The Artima Developer Community
Sponsored Link

The Road to Code
The Taxation of Representation
by Kevlin Henney
July 30, 2003
Summary
Be careful not to confuse the map with the territory. Presentation and representation are different concepts for different purposes. The everyday notation for many quantities, such as money or time of day, is not necessarily a good indicator of how they should best be represented in a program.

Advertisement

Be careful not to confuse the map with the territory. Presentation and representation are different concepts for different purposes. The everyday notation for many quantities, such as money or time of day, is not necessarily a good indicator of how they should best be represented in a program.

The presentation form of many quantities is field based and familiar to human readers... which of course makes not a jot of difference to machine or object. It is natural and understandable for programmers to latch onto the presentation form as the first choice for the representation. For example, representing monetary quantities as units and hundredths — dollar and cent, euro and cent, pound and penny, etc — or time of day as hour, minute and second fields. However, when the main aim is calculation rather than presentation, this field-based representation can make the arithmetic code unnecessarily complex and error prone, and generally takes more development effort and lines of code than choosing a different more obviously scalar representation: the total count of the smallest subdivision, e.g. total cents or total seconds.

The Simplest Thing?

"But surely it's the simplest thing that could possibly work?" comes the pre-digested-mantra defence of field-based representation. Well, not really. Sometimes it's not so much simple as simplistic. It can take more work to make it "work", and even then only "possibly". Looking at a program's data structures can tell you a lot about what to expect of its algorithms. In the case of presentation–representation literalism you can tell that much calculation code is going to be awkward and error prone.

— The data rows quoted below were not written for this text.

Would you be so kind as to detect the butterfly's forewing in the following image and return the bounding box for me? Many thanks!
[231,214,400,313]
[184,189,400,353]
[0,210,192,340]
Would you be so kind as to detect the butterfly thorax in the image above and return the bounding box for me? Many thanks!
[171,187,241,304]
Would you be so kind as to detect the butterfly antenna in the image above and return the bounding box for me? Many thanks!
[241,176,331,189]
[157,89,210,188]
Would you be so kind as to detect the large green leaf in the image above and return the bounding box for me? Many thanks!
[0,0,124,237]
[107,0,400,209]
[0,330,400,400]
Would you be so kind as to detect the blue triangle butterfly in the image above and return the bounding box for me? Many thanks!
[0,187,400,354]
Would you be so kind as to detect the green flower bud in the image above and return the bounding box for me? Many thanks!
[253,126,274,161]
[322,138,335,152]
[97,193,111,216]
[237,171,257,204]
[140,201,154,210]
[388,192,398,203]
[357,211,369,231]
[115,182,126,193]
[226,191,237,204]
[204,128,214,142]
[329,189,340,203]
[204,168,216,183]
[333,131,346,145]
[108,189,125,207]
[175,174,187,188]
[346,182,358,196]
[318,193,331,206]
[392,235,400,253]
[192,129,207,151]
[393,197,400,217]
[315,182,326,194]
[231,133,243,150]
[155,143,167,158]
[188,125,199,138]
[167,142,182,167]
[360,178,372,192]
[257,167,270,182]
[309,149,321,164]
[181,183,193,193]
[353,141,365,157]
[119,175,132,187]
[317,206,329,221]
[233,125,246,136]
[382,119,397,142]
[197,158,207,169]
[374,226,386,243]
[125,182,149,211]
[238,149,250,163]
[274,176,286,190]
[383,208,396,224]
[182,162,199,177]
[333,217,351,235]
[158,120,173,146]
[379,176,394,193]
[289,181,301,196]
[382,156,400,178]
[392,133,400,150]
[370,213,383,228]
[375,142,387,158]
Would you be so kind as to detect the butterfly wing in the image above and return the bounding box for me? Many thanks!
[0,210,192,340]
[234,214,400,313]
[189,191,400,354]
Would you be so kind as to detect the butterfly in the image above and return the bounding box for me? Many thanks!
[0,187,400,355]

You can readily compare the consequences of the two approaches to representation by considering how to write code to perform an addition or calculate a difference. To add two monetary quantities together using a multiple field representation requires you to perform an addition with an overflow check and a carry followed by another addition, similarly for difference but with an underflow. It feels like going back to school and learning how to do arithmetic all over again.

The most simple-minded representation for time of day would, in addition to the obvious hour, minute and second fields, include a flag to indicate AM or PM. This redundancy has the effect of making the carry-and-cascade control flow a little more convoluted. Indeed, even leaving aside questions of clarity and logic, perhaps the single most compelling reason for generally letting go of the 12-hour clock in favour of the more intuitive 24-hour model is that among the few nations still using the 12-hour model widely, the proportion of people who actually know how to use it correctly are in the minority: midday and midnight are frequently expressed the wrong way around.

So much for "simple" — plenty of "work", though. In contrast to these modulo minutiae, adding two piles of pennies together or subtracting one number of seconds from another is single-statemently trivial. The simplest representation that could possibly work is the one that makes the dependent code simplest to write. Unless the primary use for these types in a program is for presentation — so they are simply holders rather than calculators of values — then a single scalar field will generally make code easier. To recover the presentation view requires no more than the lightest sprinkling of modulo arithmetic.

Home on the Range

What about range issues? Two or three fields can cover a far greater state space than a single field. This is in principle true, but in practice largely irrelevant. Sixty seconds in a minute is not exactly a challenge for any integer type. For a valid time of day you are limited to one of 86400 seconds, all of which fit comfortably inside any self-respecting 32-bit integer with room to spare. And although you may have a larger state space available by using separate fields, you have more state to manage. The additional management of that state model is what takes up the bulk of the calculation code when compared to the more compact single-field representation.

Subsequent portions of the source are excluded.